Malgré ses idées, il s’est marié par amour une trentaine d’années plus tôt, avec une roturière issue d’une riche famille bourgeoise. Ce mariage lui vaut l’opprobre de sa famille et notamment de sa mère, qui n’admet pas ce mariage contre nature. Pour elle, la noblesse doit s’unir avec la noblesse comme si les années de la Révolution n’avaient pas existé. Ainsi , sa mère ne l’a plus jamais revu depuis ses noces. Elle est partie vivre en Normandie avec ses filles dans un château de sa famille. Elle ignore jusqu’à l’existence de ses petits-enfants et n’écrit jamais pour demander de nouvelles. On dit même que lorsque son fils lui écrit, elle déchire les lettres sans les lire. Cela fait que depuis quelques années, il n’y a plus aucune relation entre les deux châteaux. Malgré ces difficultés, les duc est toujours amoureux d’Agathe .
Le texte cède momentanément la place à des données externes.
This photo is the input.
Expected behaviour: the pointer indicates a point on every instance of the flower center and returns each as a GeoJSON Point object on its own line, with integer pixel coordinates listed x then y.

La nouvelle duchesse est issue d’une famille bourgeoise de la région parisienne que le duc a connue lors d’un bal mondain. Le titre de duchesse a exacerbé son ego. Elle regarde de haut tout le personnel du château et ne touche jamais balais, couture, fourneaux ou autres instruments de la vie familiale. Malgré cela, elle est toujours présente quand on fait appel à son bon cœur. Elle devient maternelle avec le personnel dès que celui-ci a un problème. Dans ces moments, pour le duc, elle est l’alliée des socialistes qui creusent la tombe de la France. Les discussions deviennent alors orageuses mais elle tient bon. Aidée par son fils Jacques, elle obtient souvent gain de cause. La duchesse est très à cheval sur l’étiquette et la politesse. Pour les repas, une tenue correcte est exigée, pas question de venir avec des manches courtes ou un débardeur. À table, on se tient bien, principale raison pour laquelle les enfants n’y sont généralement pas admis. Quand ils y viennent, ils ne peuvent parler qu’après en avoir demandé l’autorisation et il en est de même quand ils veulent sortir de table.